Whisper pushes back after scrutiny

The company behind the app Whisper that allows users to share anonymously said allegations Thursday against it were "lousy with falsehoods" after The Guardian reported the company was tracking the location of its users. 

The company behind the social media app that allows users to post short messages anonymously said it "has never nor will ever" collect or store any personal identifiable information of its users. 


Neetzan Zimmerman — the editor-in-chief who helps curate more newsworthy posts — pushed back on the report in dozens of tweets Thursday. He also posted a lengthy response the company gave to The Guardian before the story was published.

The Guardian reported that the company developed a tool that allows staff to place the location of users within 500 meters.

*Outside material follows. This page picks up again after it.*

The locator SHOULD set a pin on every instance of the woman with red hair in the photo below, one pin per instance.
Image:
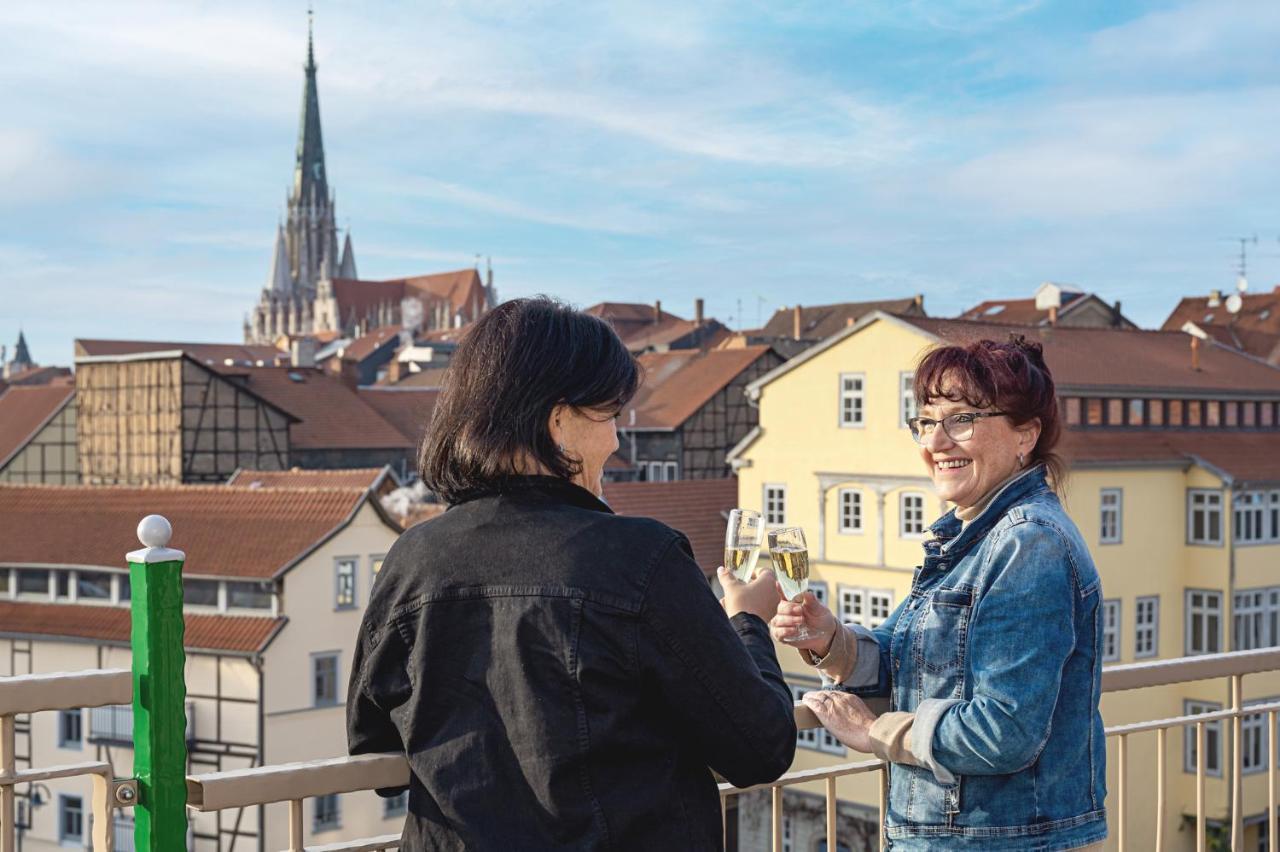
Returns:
(992, 665)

The newspaper also reported that when users do not have the service enabled, Whisper in some cases uses data from IP addresses to find a general location of a user.  

The Guardian reported that Whisper — despite denying wrongdoing — changed its terms of service shortly after The Guardian brought up the allegations to note the company can locate the general area of the user even if the location tool is not on. 

Whisper noted that users must opt in to the location tool and that it does not collect or store "personally identifiable information,” such as names, phone numbers or email addresses. It did note that a user's IP address can give a general location. 

The newspaper also reported that all deleted messages are collected in a database and that the company monitors and tracks the movement of some more newsworthy users  — including individuals who say they work on Capitol Hill.

The company said it does not track users but sometimes reviews a user’s past activity when the user posts something that is newsworthy. 

Whisper is also working with the Department of Defense to share information on the amount of suicide mentions users on military bases make, The Guardian reported. 

The company said it is not sharing specific user data with the military or other organizations — only logging "how frequently suicide is mentioned among those living on U.S. military bases or compounds."

The Guardian made the revelations Thursday after exploring and deciding against a partnership with Whisper. Whisper said it had worked with the newspaper since February and staffers understood the guidelines fully at the time.